Je fais encore quelques pas pour me situer entre eux de manière à voir et être vu des deux, puis je m'assois l'air de rien et détaille une seconde mon comparse ébène. On n'a pas échangé énormément la dernière fois que je l'ai croisé, mais il me semble plus blasé qu'alors. Puis je reporte mon attention sur le nouveau que je ne connais de nulle part. Un nouveau qui débarque ? Un nouveau de l'époque durant laquelle j'étais mort ? Vas savoir.
Le jeune mâle leva la tête, regarda le ciel qui c'était assombrit depuis peu. Pas une goutte d'eau ne tomba, pourtant, il faisait assez humide. Il regarda de droite à gauche pour faire genre d'attendre quelque chose, mais le mâle auquel il avait adressé la parole ne répondit pas. Il baissa la tête, laboura le sol de ses pattes jusqu'à ce qu'un autre loup débarqua. Il se mit entre Aion et le grand loup noir. Il lui dit d'un ton ferme:
- Perds pas ton temps, il est aussi bavard qu'une tombe. T'peux l'appeler Héos j'suppose, il m'a pas bouffé quand j'ai tenté.

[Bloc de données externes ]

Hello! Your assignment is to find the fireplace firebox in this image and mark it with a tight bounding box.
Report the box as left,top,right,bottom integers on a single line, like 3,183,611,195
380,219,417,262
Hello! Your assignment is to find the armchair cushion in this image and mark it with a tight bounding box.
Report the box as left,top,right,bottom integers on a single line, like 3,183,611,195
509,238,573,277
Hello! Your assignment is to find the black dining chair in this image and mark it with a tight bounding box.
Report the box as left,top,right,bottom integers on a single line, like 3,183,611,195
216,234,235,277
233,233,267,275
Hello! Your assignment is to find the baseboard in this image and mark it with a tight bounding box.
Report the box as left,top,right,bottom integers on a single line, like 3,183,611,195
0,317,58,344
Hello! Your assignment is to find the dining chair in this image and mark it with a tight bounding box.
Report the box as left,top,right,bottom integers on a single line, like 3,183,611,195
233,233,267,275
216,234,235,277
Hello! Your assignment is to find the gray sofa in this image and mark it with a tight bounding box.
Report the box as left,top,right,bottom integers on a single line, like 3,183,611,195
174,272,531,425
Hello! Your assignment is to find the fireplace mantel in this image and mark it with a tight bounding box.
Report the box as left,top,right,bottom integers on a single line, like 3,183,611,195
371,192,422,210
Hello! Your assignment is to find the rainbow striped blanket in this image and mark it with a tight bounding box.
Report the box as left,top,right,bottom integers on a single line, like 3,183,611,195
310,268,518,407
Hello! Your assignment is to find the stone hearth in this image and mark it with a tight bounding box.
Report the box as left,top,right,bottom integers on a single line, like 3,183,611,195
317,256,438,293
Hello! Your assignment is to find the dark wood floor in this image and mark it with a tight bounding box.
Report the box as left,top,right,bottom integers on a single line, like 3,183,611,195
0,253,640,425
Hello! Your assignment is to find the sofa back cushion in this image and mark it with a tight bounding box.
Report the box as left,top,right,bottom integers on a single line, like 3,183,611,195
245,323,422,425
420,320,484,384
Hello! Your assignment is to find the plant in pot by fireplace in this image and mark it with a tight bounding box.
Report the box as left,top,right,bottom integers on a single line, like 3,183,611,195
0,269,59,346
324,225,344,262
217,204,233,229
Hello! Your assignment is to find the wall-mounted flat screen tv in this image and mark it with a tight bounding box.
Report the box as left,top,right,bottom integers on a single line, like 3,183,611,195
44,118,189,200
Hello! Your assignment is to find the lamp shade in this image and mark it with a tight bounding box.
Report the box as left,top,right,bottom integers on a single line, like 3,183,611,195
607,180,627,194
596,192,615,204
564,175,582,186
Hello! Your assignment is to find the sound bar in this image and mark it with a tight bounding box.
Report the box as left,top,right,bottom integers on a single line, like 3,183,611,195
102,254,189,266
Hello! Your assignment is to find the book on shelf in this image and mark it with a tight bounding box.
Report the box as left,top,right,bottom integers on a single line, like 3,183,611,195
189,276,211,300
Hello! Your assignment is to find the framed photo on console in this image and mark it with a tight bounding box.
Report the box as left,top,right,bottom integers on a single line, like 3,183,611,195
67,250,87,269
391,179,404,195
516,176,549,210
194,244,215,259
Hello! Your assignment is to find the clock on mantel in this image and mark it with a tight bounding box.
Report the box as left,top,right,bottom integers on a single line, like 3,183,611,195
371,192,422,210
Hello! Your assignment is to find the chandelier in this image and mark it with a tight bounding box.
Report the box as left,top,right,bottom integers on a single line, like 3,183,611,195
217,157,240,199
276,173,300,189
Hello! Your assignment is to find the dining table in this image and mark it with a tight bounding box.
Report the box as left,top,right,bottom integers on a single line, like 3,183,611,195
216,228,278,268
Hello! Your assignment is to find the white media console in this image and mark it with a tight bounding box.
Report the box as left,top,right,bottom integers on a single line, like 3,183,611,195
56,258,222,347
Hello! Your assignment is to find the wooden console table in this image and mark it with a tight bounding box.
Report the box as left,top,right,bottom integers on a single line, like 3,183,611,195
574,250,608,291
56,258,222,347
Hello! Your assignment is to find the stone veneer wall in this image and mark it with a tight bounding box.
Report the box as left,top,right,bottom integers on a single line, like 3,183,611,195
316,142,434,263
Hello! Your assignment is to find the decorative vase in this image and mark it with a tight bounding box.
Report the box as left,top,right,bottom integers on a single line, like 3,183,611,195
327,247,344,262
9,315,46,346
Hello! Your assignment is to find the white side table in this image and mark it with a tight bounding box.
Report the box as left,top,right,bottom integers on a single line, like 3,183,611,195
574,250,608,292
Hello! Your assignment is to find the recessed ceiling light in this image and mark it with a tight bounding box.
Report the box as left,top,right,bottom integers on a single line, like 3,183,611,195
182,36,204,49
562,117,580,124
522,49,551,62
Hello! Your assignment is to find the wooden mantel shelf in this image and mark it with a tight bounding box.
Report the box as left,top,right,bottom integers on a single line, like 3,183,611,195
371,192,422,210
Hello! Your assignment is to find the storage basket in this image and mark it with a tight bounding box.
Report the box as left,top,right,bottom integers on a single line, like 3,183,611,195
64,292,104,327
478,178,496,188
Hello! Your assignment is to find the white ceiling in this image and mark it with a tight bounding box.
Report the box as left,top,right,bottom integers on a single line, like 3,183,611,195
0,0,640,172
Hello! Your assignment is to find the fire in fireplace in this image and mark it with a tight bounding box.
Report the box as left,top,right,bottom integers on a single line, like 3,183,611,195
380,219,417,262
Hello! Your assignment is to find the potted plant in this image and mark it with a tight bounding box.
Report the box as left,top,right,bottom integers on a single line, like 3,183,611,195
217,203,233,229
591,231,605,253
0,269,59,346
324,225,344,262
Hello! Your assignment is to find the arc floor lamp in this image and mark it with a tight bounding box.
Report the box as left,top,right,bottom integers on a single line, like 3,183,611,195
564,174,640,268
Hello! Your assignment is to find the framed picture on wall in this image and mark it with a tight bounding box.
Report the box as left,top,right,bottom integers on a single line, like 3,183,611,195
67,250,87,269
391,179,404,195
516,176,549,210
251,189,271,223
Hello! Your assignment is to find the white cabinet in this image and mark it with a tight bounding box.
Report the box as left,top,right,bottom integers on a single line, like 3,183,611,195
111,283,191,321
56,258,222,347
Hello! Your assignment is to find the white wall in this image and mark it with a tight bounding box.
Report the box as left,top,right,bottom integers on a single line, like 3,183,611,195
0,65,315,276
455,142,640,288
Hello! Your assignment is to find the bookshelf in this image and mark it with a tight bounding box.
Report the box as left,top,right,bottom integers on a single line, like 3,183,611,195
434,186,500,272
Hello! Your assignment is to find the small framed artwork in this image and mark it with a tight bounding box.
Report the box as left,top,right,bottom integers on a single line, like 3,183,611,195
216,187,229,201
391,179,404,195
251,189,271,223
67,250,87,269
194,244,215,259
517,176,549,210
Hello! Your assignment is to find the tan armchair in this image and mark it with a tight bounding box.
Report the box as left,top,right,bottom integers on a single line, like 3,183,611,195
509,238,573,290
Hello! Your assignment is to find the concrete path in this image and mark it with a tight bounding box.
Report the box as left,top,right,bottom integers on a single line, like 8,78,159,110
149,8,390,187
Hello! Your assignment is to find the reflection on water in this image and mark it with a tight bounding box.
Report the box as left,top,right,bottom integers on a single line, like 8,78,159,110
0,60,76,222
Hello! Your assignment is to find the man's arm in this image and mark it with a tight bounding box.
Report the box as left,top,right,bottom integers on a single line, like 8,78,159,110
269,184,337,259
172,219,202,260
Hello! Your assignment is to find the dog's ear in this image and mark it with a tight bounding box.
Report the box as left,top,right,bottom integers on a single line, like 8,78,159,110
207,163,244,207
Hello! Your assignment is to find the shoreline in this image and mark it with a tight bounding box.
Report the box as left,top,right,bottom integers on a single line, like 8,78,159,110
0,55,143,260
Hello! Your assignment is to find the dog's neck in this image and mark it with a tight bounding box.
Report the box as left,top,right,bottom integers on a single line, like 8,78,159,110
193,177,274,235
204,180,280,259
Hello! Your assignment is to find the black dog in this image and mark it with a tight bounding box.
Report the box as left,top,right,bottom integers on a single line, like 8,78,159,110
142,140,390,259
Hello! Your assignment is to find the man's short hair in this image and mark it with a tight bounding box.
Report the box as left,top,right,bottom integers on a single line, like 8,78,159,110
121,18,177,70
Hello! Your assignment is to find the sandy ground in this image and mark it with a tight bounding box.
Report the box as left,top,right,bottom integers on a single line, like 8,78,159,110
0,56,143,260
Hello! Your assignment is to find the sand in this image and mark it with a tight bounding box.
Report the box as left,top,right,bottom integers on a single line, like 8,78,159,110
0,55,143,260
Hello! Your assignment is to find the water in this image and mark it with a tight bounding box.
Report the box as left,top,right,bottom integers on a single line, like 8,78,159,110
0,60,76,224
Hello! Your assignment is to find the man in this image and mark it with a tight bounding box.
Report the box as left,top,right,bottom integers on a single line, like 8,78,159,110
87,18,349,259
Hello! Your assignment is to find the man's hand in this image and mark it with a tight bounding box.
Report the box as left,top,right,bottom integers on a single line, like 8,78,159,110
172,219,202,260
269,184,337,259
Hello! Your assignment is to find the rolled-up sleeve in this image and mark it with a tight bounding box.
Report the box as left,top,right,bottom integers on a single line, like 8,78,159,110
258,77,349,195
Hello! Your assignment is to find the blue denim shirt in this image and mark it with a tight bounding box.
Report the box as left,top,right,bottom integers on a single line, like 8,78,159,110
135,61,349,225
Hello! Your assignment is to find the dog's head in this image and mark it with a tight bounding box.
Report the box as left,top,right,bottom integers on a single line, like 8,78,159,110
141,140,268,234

Le mâle regarda le loup qui devrait se nommer Héos et ne répondit qu'un signe de tête. Le loup reprit en demandant:
- Moi c'est Isildür.
Sans attendre, le jeune loup releva la tête, vu Isildür se présenter. Il ne semblait pas le connaître. Aion ne le connaissait pas non plus de toute manière...
-Je me nomme Aion. Je suis venu chercher quelqu'un pour m'entraîner. J'ai vu déjà plusieurs autres loups, mais ils n'ont pas accepté de me prendre. Ça te dirai toi de t'entraîner avec moi? Tu as l'air assez expérimenté! s'exclama Aion en s'avançant de trois/quatre pas.